Visual distractions involve activities that take drivers’ eyes off the road. Actions that may visually distract motorists include looking at billboards, watching for an address, attending to passengers or pets, or reading directions. If they are not watching the road in front of them, drivers may not see changes in the traffic conditions, hazards, or other situations in time to react safely, or worse, they may miss them altogether.
Manual distractions, or activities that take one or both of motorists’ hands off the wheel, may cause drivers to lose control of their vehicles. Some of the most common manual distractions today’s motorists face include:
- Eating or drinking
- Changing the radio station
- Using the in-vehicle infotainment system
- Personal grooming
Without both hands on the steering wheel, motorists may lack the necessary command of their cars to maneuver them safely on the road.

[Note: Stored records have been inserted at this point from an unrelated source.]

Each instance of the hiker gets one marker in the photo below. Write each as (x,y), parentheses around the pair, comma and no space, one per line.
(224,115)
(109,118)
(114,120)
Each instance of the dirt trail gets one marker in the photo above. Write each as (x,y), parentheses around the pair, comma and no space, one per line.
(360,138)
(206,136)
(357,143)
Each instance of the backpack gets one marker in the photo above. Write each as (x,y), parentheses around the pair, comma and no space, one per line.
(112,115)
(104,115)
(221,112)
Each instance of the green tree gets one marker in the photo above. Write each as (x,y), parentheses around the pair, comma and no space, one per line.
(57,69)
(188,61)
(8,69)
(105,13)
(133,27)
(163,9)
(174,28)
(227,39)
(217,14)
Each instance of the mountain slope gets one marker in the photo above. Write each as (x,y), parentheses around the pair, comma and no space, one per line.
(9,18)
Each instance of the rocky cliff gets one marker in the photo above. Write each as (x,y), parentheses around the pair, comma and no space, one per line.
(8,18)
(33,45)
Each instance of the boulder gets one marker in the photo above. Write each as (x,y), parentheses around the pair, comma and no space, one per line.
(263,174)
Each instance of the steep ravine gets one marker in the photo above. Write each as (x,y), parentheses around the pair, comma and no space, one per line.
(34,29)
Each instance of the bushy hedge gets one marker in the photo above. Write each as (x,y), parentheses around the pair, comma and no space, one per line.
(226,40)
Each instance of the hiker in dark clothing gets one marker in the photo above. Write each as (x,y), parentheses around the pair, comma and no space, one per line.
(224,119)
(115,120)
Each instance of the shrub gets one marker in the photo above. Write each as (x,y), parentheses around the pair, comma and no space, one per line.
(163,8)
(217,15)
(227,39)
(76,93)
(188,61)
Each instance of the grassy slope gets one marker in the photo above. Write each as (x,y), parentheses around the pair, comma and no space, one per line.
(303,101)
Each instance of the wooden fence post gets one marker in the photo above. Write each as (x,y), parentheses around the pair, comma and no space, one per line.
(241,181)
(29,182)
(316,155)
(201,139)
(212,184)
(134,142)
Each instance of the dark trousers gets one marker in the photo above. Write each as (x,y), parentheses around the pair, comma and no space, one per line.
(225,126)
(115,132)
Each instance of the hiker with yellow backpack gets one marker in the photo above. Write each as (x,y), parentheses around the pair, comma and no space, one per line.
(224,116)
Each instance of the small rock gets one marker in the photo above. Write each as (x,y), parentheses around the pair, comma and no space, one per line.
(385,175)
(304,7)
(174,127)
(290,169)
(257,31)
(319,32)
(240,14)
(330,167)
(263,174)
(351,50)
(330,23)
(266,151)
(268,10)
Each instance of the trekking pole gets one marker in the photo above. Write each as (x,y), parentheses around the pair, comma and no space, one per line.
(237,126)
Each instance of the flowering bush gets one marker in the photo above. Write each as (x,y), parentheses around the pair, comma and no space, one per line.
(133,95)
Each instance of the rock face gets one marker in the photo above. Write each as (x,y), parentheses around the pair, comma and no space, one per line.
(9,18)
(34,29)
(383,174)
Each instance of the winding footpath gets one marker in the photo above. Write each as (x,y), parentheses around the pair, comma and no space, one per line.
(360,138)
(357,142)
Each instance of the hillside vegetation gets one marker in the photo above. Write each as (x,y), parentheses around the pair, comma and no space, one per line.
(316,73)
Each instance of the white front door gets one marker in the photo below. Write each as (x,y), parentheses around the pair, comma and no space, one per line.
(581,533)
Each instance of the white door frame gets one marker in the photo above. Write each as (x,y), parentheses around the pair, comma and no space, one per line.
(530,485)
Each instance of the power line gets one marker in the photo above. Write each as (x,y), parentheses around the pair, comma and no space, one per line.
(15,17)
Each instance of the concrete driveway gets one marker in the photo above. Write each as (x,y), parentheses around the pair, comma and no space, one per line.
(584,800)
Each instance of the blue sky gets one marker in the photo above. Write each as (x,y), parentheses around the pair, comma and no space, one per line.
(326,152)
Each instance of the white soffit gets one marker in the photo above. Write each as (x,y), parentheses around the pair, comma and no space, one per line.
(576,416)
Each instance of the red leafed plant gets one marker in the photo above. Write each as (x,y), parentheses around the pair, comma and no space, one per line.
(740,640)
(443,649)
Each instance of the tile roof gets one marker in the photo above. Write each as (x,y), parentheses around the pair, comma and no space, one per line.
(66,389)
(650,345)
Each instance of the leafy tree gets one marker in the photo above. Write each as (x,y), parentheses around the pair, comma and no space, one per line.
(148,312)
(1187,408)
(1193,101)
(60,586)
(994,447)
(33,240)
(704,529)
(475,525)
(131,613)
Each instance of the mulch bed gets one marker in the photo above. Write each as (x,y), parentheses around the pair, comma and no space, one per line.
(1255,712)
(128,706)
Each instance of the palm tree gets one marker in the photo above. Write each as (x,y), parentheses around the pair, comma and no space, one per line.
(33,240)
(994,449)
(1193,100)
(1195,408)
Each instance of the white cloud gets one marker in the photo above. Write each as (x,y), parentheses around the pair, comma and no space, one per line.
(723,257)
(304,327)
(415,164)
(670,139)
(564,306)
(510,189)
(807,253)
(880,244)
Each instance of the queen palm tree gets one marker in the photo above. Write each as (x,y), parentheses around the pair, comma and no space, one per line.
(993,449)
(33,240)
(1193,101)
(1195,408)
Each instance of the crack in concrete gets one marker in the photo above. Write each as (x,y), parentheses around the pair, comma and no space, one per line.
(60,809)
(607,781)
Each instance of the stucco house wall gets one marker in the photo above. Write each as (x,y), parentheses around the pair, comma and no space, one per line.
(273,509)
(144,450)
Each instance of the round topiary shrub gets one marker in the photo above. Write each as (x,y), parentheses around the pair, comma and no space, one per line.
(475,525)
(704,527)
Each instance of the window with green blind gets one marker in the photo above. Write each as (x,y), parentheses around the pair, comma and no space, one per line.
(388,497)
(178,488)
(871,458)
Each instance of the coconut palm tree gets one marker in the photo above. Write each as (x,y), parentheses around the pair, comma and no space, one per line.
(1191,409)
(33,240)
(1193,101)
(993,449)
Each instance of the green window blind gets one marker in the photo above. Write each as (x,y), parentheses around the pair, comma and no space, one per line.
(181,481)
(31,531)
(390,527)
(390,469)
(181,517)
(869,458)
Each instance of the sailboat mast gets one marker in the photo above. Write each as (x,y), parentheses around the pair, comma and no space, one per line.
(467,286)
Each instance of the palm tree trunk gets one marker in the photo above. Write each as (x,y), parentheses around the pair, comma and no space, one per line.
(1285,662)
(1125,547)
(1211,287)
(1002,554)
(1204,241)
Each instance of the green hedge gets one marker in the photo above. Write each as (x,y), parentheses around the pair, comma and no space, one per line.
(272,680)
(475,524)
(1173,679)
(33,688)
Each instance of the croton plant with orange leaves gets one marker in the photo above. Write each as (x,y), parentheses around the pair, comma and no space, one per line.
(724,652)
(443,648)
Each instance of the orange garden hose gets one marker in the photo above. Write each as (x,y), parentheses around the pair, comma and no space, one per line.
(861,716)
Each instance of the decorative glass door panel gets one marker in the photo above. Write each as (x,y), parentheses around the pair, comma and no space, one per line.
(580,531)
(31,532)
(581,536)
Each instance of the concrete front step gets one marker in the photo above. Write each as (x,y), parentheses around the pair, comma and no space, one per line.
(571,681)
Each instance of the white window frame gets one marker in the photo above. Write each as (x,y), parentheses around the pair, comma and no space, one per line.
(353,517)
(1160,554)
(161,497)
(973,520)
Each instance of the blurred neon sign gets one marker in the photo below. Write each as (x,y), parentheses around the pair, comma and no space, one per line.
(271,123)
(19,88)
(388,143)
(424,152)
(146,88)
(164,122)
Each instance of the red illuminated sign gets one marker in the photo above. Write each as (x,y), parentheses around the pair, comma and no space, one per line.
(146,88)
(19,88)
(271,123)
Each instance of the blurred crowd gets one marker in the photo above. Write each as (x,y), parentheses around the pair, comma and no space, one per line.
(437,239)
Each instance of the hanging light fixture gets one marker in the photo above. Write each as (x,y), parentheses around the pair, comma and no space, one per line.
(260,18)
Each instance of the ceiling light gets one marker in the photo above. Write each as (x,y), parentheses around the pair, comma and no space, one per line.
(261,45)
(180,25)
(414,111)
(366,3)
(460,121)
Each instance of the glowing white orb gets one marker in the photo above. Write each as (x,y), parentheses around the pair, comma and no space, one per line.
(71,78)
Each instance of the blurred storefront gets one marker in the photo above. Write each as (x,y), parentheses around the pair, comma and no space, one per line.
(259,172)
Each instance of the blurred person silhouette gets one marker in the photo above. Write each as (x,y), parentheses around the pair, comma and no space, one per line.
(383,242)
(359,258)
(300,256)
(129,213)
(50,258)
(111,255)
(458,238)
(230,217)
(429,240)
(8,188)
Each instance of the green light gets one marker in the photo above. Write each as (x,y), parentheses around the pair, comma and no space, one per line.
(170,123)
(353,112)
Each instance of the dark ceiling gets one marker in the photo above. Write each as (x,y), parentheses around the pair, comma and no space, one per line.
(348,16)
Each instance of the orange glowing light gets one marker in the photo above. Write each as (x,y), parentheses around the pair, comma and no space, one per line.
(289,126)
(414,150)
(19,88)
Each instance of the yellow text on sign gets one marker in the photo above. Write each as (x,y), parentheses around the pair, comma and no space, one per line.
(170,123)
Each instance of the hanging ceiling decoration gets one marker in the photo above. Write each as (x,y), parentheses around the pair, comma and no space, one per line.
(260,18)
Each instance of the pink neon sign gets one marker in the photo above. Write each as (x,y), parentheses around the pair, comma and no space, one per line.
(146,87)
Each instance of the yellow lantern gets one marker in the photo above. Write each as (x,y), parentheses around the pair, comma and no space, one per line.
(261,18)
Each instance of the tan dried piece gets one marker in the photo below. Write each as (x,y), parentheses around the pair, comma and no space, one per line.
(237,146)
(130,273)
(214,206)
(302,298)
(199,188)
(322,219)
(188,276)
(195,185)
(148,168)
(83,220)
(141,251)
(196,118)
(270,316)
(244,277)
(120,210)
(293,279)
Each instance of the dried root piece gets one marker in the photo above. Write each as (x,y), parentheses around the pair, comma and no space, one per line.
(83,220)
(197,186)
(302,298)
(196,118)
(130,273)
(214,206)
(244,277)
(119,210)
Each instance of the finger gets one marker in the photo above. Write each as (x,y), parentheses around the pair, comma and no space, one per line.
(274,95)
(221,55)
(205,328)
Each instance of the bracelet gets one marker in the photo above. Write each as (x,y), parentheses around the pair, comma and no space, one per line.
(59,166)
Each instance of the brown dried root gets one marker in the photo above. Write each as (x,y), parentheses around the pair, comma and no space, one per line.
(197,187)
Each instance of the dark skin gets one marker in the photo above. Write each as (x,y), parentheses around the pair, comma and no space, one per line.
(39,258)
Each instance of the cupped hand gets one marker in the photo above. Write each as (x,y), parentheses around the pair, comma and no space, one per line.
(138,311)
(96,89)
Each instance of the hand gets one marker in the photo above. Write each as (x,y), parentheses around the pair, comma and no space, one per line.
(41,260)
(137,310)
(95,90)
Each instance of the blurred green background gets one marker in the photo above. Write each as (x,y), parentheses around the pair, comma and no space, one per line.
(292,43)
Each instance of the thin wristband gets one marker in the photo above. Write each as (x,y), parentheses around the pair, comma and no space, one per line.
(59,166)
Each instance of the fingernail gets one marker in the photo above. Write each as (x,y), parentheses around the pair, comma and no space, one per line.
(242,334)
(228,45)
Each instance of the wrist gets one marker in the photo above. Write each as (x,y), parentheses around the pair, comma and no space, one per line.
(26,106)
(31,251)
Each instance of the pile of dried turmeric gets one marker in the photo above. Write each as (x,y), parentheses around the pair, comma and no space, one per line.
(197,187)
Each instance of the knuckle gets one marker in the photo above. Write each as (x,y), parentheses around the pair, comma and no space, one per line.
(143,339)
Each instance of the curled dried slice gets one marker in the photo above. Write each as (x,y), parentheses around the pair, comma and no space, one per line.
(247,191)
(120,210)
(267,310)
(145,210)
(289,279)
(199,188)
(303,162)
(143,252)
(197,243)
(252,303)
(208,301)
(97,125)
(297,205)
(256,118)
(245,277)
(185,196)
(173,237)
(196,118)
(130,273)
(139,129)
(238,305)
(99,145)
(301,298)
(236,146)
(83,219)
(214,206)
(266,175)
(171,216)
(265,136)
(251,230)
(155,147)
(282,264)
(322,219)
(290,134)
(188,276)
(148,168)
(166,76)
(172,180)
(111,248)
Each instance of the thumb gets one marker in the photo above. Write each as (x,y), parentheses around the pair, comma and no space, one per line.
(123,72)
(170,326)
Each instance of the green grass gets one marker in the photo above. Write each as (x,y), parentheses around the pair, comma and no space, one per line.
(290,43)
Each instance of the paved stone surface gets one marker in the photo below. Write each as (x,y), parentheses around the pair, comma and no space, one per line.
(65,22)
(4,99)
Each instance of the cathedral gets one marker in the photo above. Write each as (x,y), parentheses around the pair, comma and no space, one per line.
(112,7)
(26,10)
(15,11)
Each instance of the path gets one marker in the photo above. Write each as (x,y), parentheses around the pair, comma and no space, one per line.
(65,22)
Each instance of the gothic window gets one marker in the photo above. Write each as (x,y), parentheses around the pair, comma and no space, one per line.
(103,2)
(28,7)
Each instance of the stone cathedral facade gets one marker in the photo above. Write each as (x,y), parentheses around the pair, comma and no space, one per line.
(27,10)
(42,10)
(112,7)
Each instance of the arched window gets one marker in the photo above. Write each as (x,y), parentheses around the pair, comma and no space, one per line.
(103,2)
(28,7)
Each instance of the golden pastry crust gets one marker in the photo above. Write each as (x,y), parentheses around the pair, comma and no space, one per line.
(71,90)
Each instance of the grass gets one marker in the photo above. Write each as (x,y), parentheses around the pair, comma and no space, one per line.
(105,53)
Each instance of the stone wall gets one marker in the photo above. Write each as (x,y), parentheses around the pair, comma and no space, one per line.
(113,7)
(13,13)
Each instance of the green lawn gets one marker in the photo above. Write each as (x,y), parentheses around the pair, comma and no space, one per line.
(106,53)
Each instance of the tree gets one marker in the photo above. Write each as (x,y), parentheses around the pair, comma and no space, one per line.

Non-driving activities that take drivers’ minds off the task of operating their vehicles are known as cognitive distractions. These types of activities may include talking to a passenger or on the phone, using talk-to-text or voice-activated devices, or daydreaming. Drivers who lose focus while behind the wheel, even if only momentarily, may make errors that result in accidents or be unprepared to react and respond to emergencies or other situations on the road.
Driving and Cell Phones
Using cell phones is one of the most dangerous distracting behaviors motorists can engage in behind the wheel. Texting while driving is particularly hazardous as it involves all three types of distraction. Reading or sending a text message takes approximately five seconds. According to the CDC, a driver who reads or sends a text while driving 55 mph travels the length of a football field with his or her eyes off the road, hands off the wheel, and focus diverted from the operation of the vehicle.
To improve their safety, many drivers use their vehicles’ connectivity features, which allow them to use certain phone features through their car’s infotainment systems or other hands-free options. However, using such technologies does not eliminate the cognitive workload such activities cause drivers, and in some cases, they may only add to the mental tasks a driver is performing while behind the wheel.
How Can Drivers Avoid Distractions?
Developing and maintaining good driving habits may help drivers avoid becoming distracted, reducing the risk of serious accidents. While it may seem that distractions of all types bombard today’s drivers from all angles and are impossible to prevent, there are steps people can take to cut many driving interferences out and help keep themselves and others safe. Some habits that may help people avoid distractions while behind the wheel include:
- Making any vehicle or system adjustments before hitting the road
- Storing any loose possessions or gear that may roll around while the car is in motion
- Using cell phones only for emergency situations
- Refraining from eating meals or snacks
- Checking the route and traffic conditions before leaving
- Finishing all personal grooming and dressing before leaving
Whether it is a child in the backseat that wants something, an urgent phone call, or a need to check the directions, when other activities demand drivers’ attention, motorists should pull off the road and stop their vehicles. Once stopped in a safe area, drivers may handle whatever issues they need to and not pose a risk to themselves, their passengers, or those with whom they share the road. To help ensure distractions do not tempt them while behind the wheel, motorists may find it helpful to store their phones or other electronic devices or to turn off their notifications until they reach their destinations.